4. The question therefore is whether this sum of Rs. 1,24,361 is taxable under the head salary. The amount no doubt includes the unpaid salary upto 2nd November, 1945, and the sum payable under" Clause 3 and the sum payable in lieu of notice under Clause 7, The argument of the assessee that no salary remained unpaid on 2nd November, 1945, is unsupportable on the facts found. If Rs. 2,000 per month was the salary to which the assessee was entitled on 2nd November, 1945, he would have obtained a gross sum of Rs. 85,000 under Clauses 3 and 7 of the agreement even if he had insisted on six months' salary in lieu of notice. The payment of Rs. 1,24,361 cannot be explained unless the assessor's salary is taken at a figure higher than Rs. 2,000 per month. That was a salary he was drawing in the previous year and there is no material on record to show that he would have drawn a lesser salary in the year in question. The payment of Rs. 1,24,361 was evidently made in settlement of the three claims referred to above and cannot therefore be solely as compensation for loss of employment even if we assume that the assessee was entitled to such compensation on 2nd November, 1945.

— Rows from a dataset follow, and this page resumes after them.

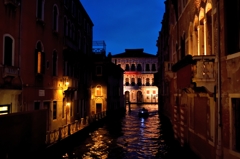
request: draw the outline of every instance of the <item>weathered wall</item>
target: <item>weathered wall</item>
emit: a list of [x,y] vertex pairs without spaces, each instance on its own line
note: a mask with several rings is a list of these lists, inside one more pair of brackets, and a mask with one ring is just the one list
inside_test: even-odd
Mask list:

5. Under Section 7 (1) of the Income-tax Act tax is payable in respect of any salary or wages, any annuity, pension or gratuity, and any fees, commissions, perquisites or profits in lieu of, or in addition to, any salary or wages which are due to him from....Under Explanation 2 a payment due to or received by the assessee from an employer...is a profit "received in lieu of salary for the purposes of this sub-section unless the payment is made solely as compensation for loss of employment and not by way of remuneration for past services. Unless the assessee can therefore prove that the net payment of Rs. 85,000 was made solely as compensation for loss of employment and that there was no other element of receipt, he is not entitled to any relief. In view of the above circumstances, the net payment of Rs. 85,000 cannot be held "to be a payment solely as compensation for loss of employment. In this view I am taking, it is not necessary to consider the several English and Indian decisions noticed by my learned brother. There are a number of other decisions bearing on the question, but the propositions laid down in all those decisions are not quite reconcilable.
ORDER We, answer the question in the affirmative. The assessee will pay the costs of the Department, Counsel's fee Rs. 100.